I got this question in an online assessment where you weren't allowed to use a programming language or online resources.
The question defines a squircle by $y^4 + x^4 = R^4$. It's area would be $4\int^R_0 (R^4-x^4)^\frac{1}{4}dx$.
I know the answer uses Gamma functions, so how could you even be expected to work this out?
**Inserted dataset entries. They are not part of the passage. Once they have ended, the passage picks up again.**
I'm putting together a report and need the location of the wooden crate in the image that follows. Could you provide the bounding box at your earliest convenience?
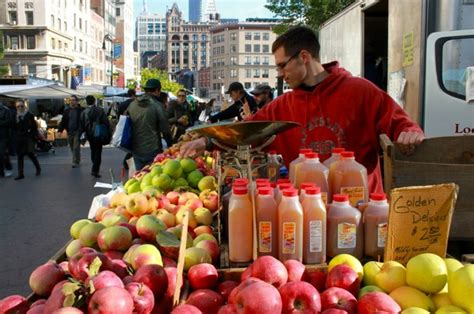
[380,135,474,241]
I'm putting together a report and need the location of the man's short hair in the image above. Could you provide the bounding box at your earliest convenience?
[272,26,321,61]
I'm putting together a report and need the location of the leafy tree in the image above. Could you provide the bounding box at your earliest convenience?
[140,68,183,94]
[265,0,354,34]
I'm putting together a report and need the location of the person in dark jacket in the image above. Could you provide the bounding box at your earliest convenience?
[209,82,257,123]
[58,95,83,168]
[15,100,41,180]
[81,95,110,178]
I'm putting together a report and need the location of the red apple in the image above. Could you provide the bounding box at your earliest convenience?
[88,287,133,314]
[29,262,66,297]
[357,291,401,314]
[0,294,29,314]
[188,263,219,290]
[217,280,239,301]
[246,255,288,289]
[171,304,202,314]
[278,281,321,314]
[326,264,360,296]
[186,289,224,314]
[125,282,155,314]
[321,287,357,314]
[283,259,306,282]
[133,264,168,300]
[229,278,286,313]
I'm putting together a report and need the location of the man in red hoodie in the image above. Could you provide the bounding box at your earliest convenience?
[181,26,424,192]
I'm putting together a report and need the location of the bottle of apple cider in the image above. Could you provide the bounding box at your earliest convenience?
[229,186,253,262]
[295,153,329,204]
[288,148,313,184]
[302,186,326,264]
[278,188,303,262]
[327,194,364,258]
[330,151,369,207]
[300,182,316,204]
[362,193,388,259]
[255,186,278,258]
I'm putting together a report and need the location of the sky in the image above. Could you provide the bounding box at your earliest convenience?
[133,0,273,21]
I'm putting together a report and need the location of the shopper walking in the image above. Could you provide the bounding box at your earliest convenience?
[15,100,41,180]
[58,95,83,168]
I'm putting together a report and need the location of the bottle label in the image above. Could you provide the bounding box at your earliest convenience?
[258,221,272,253]
[337,222,357,249]
[341,186,365,207]
[309,220,323,253]
[282,222,296,254]
[377,223,388,247]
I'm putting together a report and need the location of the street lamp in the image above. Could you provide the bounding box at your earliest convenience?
[102,34,114,87]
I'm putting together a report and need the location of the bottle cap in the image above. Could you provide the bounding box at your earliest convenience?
[341,151,354,158]
[370,193,387,201]
[283,188,298,197]
[332,194,349,203]
[258,186,273,195]
[304,153,319,159]
[304,186,321,195]
[232,186,248,195]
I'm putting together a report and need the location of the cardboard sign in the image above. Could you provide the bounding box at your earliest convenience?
[384,183,459,264]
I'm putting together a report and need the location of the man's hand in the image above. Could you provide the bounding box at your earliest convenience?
[179,137,206,158]
[396,131,425,155]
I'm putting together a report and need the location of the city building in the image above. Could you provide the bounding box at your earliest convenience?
[188,0,202,23]
[209,22,277,100]
[135,1,167,68]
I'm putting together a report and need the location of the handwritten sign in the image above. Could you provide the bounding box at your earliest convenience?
[385,183,459,264]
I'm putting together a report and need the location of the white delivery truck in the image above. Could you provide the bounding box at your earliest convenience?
[319,0,474,137]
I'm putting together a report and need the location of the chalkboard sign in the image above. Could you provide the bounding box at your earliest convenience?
[384,183,458,264]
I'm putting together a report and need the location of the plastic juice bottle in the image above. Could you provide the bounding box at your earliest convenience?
[302,186,326,264]
[288,148,313,184]
[255,186,278,258]
[275,183,293,206]
[300,182,316,204]
[295,153,329,204]
[278,188,303,262]
[362,193,388,259]
[229,186,253,262]
[330,151,369,207]
[327,194,364,258]
[323,147,346,169]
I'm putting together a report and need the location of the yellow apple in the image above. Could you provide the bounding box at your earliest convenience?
[375,261,406,293]
[390,286,435,312]
[328,254,364,280]
[407,253,448,293]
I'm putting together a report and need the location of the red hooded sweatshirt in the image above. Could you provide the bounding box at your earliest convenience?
[248,62,423,193]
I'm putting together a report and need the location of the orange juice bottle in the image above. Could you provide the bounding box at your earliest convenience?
[327,194,364,258]
[278,188,303,262]
[295,153,329,204]
[362,193,388,259]
[288,148,313,184]
[330,151,369,207]
[302,186,326,264]
[229,186,253,262]
[255,186,278,258]
[300,182,316,204]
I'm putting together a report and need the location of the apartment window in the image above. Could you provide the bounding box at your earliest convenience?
[245,69,252,78]
[26,36,36,49]
[8,11,18,25]
[25,11,34,25]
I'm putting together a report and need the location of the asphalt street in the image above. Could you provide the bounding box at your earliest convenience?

What about if you assume you have a means of calculating Gamma functions, how would you get to this point?
We can compute the special case $R = 1$ without loss of generality and then multiply the result by $R^2$ to get the general case.
This means we want to compute
$$I = \int_{x=0}^1 (1-x^4)^{1/4} \, dx.$$
The choice $$t = x^4, \quad x = t^{1/4}, \quad dx = \frac{1}{4} t^{-3/4} \, dt,$$ yields $$I = \frac{1}{4} \int_{t=0}^1 (1-t)^{1/4} t^{-3/4} \, dt.$$ Then using the beta function identity $$B(a,b) = \int_{t=0}^1 t^{a-1} (1-t)^{b-1} \, dt = \frac{\Gamma(a)\Gamma(b)}{\Gamma(a+b)},$$ we obtain $$I = \frac{1}{4} \frac{\Gamma(1/4)\Gamma(5/4)}{\Gamma(3/2)} = \frac{2}{\sqrt{\pi}} \Gamma(5/4)^2.$$
So the general area will be $$4R^2 I = \frac{8}{\sqrt{\pi}} \Gamma(5/4)^2 R^2.$$ The value of $\Gamma(5/4)$ has no further simplification.
As an exercise, what is the enclosed area for the family of such curves given by $$x^{2n} + y^{2n} = 1$$ for positive integers $n$?